“Hocus pocus.” “Smoke and mirrors.”
These words appeared late Friday afternoon in a published decision of the California Court of Appeal in Sacramento describing the insurance industry’s latest failed attack on the consumer protections of insurance reform Proposition 103.
The Court upheld Prop 103 rules that prevent insurance companies from earning excessive profits and prohibit them from passing on excessive costs – like sports sponsorships – to consumers.
In 2013, Insurance Commissioner Dave Jones ordered Mercury to lower its overall homeowner's insurance rates by 5.4%, a savings of $16 million in annual premiums to consumers. Mercury was prevented from passing on the cost of sponsoring a golf tournament, political contributions and excessive profits to its policyholders. Mercury, and industry trade associations representing State Farm, Allstate, Farmers, and other insurers sued, claiming that the order violated their constitutional right to a fair profit and freedom of speech. The Sacramento District Court dismissed the suit, and Mercury and the industry appealed.
The Court of Appeal was clearly not impressed:
The Trades’ attempt to explain how the Calfarm court, “ruling on the state and federal due process clauses, conducted an analysis in line with Lingle’s pronouncement of the Due Process standard,” and how the 20th Century court can be understood to have “equated ‘deep financial hardship,’ as used in the opinion, with more traditional notions of confiscation centered on the absence of a fair rate of return,” amounts to little more than hocus pocus.
Nothing in the Supreme Court’s extended discussion of the “deep financial hardship” standard suggests that it would apply only to a retrospective price control rather than a prospective price control. Again, the Trades’ argument is smoke and mirrors -- nothing more.
Having found that Mercury aims its entire advertising budget at promoting the Mercury Insurance Group as a whole and having concluded that the Mercury Insurance Group is not a specific insurer within the meaning of section 2644.10(f), the commissioner properly excluded all of Mercury’s advertising expenses from the rate calculation pursuant to the regulation because Mercury’s advertising was not aimed at obtaining business for a specific insurer and did not provide consumers with information pertinent to the decision whether to buy that insurer’s product. Accordingly, all of Mercury’s challenges to the commissioner’s rulings with respect to Mercury’s advertising expenses are without merit.

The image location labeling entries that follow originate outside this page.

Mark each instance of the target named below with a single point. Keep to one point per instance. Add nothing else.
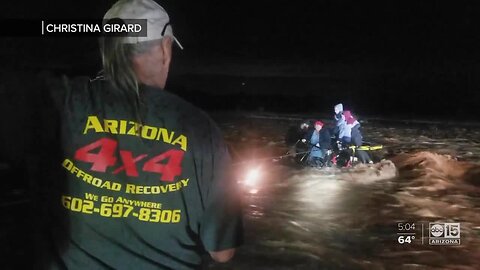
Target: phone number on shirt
(118, 210)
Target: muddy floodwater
(367, 217)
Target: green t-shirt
(146, 190)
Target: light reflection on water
(302, 218)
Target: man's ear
(167, 50)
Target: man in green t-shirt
(144, 176)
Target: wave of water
(305, 218)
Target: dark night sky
(413, 50)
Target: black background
(415, 59)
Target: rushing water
(305, 218)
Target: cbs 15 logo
(444, 233)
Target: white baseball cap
(158, 21)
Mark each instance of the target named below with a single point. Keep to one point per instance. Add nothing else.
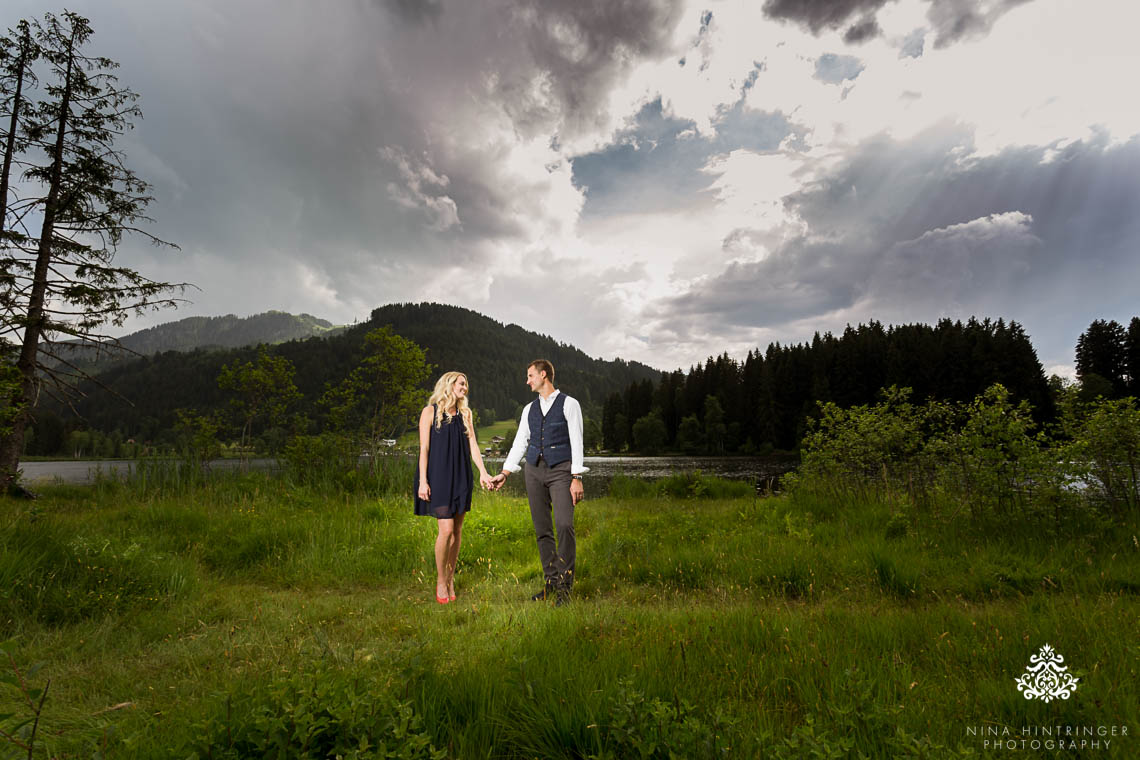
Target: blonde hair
(444, 398)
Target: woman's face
(459, 386)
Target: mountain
(228, 332)
(494, 356)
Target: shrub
(330, 713)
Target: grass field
(246, 620)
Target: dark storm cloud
(657, 163)
(913, 231)
(416, 10)
(819, 15)
(952, 19)
(347, 137)
(580, 48)
(962, 19)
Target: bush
(330, 713)
(681, 485)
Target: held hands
(577, 491)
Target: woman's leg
(442, 549)
(454, 553)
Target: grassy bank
(243, 617)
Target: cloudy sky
(658, 180)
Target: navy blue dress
(448, 470)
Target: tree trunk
(11, 446)
(9, 147)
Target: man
(551, 436)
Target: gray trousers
(546, 487)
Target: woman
(442, 484)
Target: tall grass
(253, 617)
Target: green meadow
(245, 617)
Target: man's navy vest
(550, 434)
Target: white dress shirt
(572, 411)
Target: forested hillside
(494, 357)
(228, 332)
(729, 406)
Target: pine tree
(62, 284)
(1132, 357)
(1100, 351)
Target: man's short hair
(543, 366)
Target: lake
(757, 470)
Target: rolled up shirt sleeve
(521, 439)
(572, 411)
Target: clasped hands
(577, 491)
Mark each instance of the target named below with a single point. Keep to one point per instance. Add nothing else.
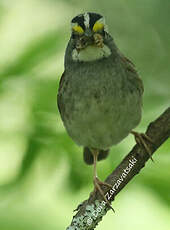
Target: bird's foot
(97, 187)
(141, 139)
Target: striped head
(88, 34)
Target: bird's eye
(78, 29)
(98, 27)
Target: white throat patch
(91, 53)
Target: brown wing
(132, 73)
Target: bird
(100, 92)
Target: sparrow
(100, 91)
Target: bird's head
(88, 32)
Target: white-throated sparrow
(100, 92)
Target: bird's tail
(88, 156)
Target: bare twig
(91, 211)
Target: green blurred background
(42, 174)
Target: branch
(90, 212)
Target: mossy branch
(90, 212)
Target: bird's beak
(85, 40)
(89, 38)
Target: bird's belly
(102, 119)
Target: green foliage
(42, 174)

State Farm is likely doubly sorry about the outcome, given that the arguments shot down here are central to another lawsuit it just filed. That suit seeks to overturn an order by the insurance commissioner for a State Farm homeowner's, renter's and condo insurance rate decrease worth $78 million and another $100 million-plus in refunds. Friday's decision doesn't bode well for the insurer.

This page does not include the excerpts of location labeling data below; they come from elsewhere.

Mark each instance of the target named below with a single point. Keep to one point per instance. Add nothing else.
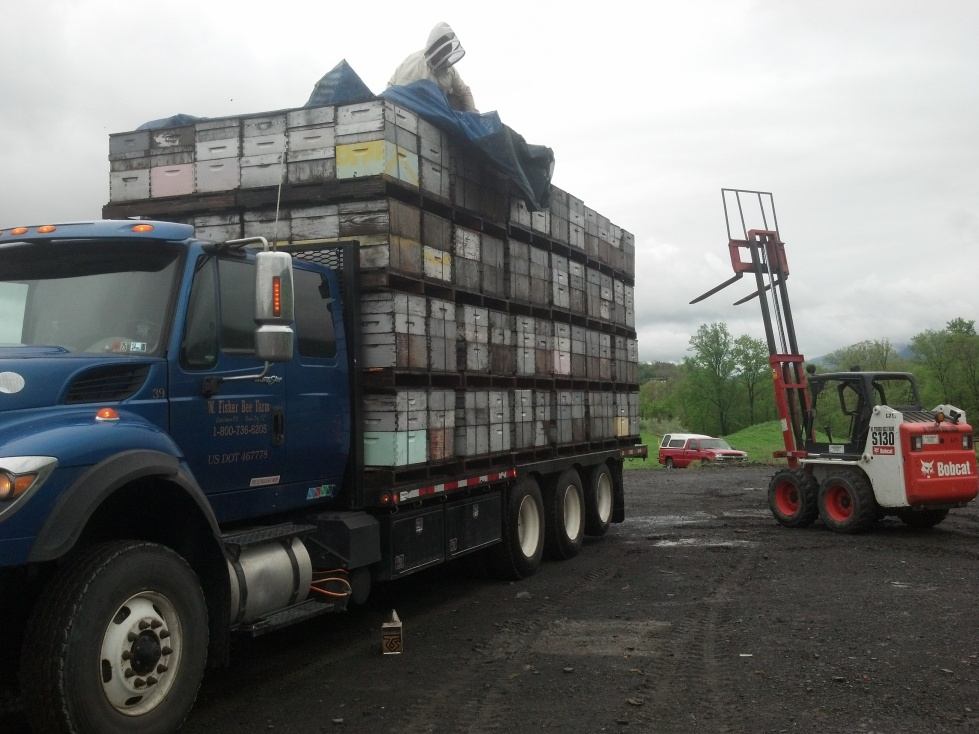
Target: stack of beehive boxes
(523, 321)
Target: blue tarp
(529, 167)
(340, 85)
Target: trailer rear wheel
(599, 499)
(847, 503)
(118, 643)
(564, 512)
(520, 553)
(922, 518)
(792, 498)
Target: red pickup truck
(680, 450)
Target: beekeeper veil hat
(443, 49)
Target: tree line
(725, 383)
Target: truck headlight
(21, 476)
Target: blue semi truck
(181, 460)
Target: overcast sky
(861, 116)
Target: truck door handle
(278, 427)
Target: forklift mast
(758, 250)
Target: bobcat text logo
(945, 469)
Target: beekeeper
(436, 63)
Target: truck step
(263, 534)
(299, 613)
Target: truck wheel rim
(603, 495)
(572, 511)
(839, 504)
(528, 527)
(787, 499)
(140, 653)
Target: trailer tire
(847, 503)
(520, 553)
(922, 519)
(792, 498)
(564, 513)
(599, 501)
(132, 611)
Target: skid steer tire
(847, 503)
(792, 498)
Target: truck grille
(105, 384)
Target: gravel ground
(698, 614)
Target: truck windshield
(714, 443)
(87, 296)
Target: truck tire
(599, 501)
(847, 503)
(792, 498)
(520, 553)
(564, 516)
(117, 644)
(922, 519)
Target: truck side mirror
(274, 306)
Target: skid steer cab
(871, 450)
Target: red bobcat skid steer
(859, 445)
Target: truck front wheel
(117, 644)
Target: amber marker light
(277, 296)
(107, 414)
(13, 487)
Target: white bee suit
(435, 63)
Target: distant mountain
(903, 351)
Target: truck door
(317, 394)
(230, 431)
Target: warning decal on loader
(882, 438)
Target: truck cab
(154, 328)
(181, 459)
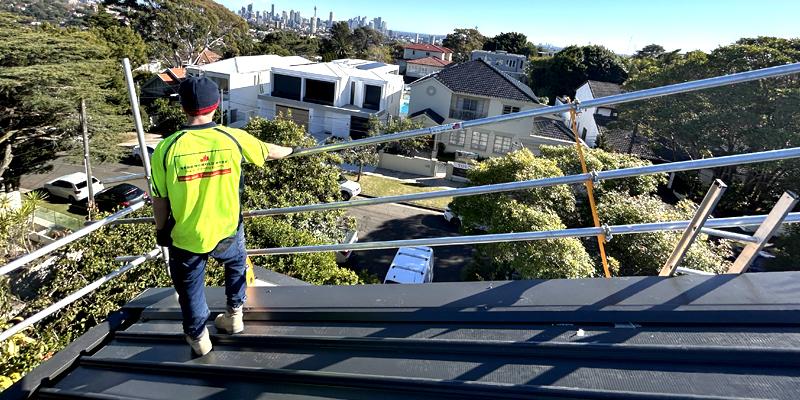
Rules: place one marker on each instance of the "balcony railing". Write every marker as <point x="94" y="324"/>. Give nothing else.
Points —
<point x="769" y="223"/>
<point x="464" y="115"/>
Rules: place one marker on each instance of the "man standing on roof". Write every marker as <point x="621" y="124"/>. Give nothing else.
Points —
<point x="197" y="189"/>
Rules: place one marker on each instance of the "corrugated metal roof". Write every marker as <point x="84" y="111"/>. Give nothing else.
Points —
<point x="725" y="336"/>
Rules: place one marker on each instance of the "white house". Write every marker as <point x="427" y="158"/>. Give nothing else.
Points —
<point x="475" y="90"/>
<point x="512" y="64"/>
<point x="335" y="97"/>
<point x="241" y="80"/>
<point x="423" y="50"/>
<point x="423" y="66"/>
<point x="591" y="120"/>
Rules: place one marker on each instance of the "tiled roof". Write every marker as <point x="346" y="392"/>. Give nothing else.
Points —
<point x="604" y="89"/>
<point x="481" y="79"/>
<point x="179" y="73"/>
<point x="205" y="57"/>
<point x="431" y="61"/>
<point x="428" y="47"/>
<point x="690" y="337"/>
<point x="553" y="129"/>
<point x="435" y="117"/>
<point x="628" y="142"/>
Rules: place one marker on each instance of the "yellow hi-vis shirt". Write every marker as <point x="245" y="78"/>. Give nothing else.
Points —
<point x="199" y="169"/>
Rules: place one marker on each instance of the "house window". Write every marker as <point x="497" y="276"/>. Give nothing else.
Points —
<point x="502" y="144"/>
<point x="479" y="141"/>
<point x="372" y="97"/>
<point x="287" y="87"/>
<point x="458" y="137"/>
<point x="466" y="109"/>
<point x="319" y="92"/>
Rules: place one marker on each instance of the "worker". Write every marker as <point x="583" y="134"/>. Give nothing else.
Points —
<point x="197" y="188"/>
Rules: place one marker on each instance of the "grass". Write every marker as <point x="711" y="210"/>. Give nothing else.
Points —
<point x="382" y="187"/>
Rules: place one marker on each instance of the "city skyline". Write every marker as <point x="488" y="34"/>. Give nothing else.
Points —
<point x="624" y="27"/>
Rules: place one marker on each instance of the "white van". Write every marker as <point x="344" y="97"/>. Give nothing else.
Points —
<point x="411" y="265"/>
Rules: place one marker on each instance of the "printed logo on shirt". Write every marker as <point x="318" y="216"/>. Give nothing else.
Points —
<point x="207" y="164"/>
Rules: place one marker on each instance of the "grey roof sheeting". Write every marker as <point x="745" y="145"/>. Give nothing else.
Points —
<point x="481" y="79"/>
<point x="433" y="115"/>
<point x="731" y="336"/>
<point x="604" y="89"/>
<point x="553" y="129"/>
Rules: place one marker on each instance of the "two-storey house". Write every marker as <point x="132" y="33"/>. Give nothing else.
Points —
<point x="423" y="50"/>
<point x="476" y="90"/>
<point x="241" y="80"/>
<point x="336" y="97"/>
<point x="512" y="64"/>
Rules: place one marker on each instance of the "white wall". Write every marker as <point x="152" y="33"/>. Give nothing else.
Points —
<point x="586" y="117"/>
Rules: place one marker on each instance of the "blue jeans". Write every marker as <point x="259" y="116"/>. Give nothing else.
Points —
<point x="188" y="275"/>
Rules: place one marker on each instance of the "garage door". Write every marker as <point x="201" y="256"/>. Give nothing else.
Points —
<point x="299" y="116"/>
<point x="358" y="127"/>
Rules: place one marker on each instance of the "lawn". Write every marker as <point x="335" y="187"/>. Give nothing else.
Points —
<point x="382" y="187"/>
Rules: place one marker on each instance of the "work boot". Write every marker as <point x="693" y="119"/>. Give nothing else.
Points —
<point x="230" y="321"/>
<point x="201" y="344"/>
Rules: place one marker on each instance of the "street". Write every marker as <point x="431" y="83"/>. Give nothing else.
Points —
<point x="100" y="171"/>
<point x="397" y="222"/>
<point x="375" y="223"/>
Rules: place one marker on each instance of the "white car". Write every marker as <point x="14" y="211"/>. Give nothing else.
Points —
<point x="343" y="256"/>
<point x="451" y="218"/>
<point x="349" y="188"/>
<point x="137" y="154"/>
<point x="411" y="265"/>
<point x="72" y="187"/>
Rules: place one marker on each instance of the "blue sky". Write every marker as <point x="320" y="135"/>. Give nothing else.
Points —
<point x="678" y="24"/>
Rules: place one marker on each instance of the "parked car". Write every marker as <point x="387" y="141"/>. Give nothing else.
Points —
<point x="343" y="256"/>
<point x="72" y="187"/>
<point x="349" y="188"/>
<point x="411" y="265"/>
<point x="122" y="195"/>
<point x="136" y="153"/>
<point x="451" y="218"/>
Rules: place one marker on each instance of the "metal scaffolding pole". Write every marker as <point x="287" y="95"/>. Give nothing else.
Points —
<point x="75" y="296"/>
<point x="616" y="99"/>
<point x="537" y="183"/>
<point x="522" y="236"/>
<point x="67" y="239"/>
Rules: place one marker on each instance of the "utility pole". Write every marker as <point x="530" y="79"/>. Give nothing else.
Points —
<point x="89" y="183"/>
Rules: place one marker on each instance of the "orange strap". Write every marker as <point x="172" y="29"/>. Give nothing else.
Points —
<point x="589" y="185"/>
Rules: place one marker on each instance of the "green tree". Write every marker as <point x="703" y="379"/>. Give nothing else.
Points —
<point x="646" y="253"/>
<point x="569" y="68"/>
<point x="463" y="42"/>
<point x="512" y="42"/>
<point x="169" y="117"/>
<point x="650" y="51"/>
<point x="44" y="74"/>
<point x="365" y="39"/>
<point x="341" y="41"/>
<point x="735" y="119"/>
<point x="177" y="29"/>
<point x="404" y="147"/>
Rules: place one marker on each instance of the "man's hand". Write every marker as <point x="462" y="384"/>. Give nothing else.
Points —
<point x="164" y="235"/>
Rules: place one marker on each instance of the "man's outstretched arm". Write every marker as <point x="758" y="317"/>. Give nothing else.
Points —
<point x="277" y="152"/>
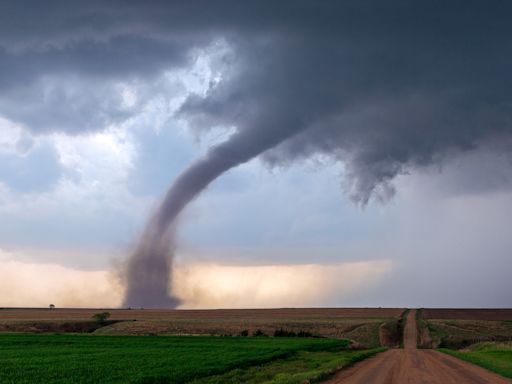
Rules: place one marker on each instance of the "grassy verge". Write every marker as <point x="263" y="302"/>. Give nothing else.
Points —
<point x="65" y="358"/>
<point x="303" y="367"/>
<point x="496" y="357"/>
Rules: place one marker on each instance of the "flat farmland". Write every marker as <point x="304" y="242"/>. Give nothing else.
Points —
<point x="363" y="325"/>
<point x="501" y="314"/>
<point x="461" y="328"/>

While the insurance industry continues its permanent campaign against Prop 103, the insurance reform law continues to save drivers, homeowners and business owners billions. According to a 2013 Consumer Federation of America report, the law has saved drivers alone $100 billion since 1988. That's not hocus pocus or smoke and mirrors, but the fair and justified insurance rates required by the voters when they passed Proposition 103.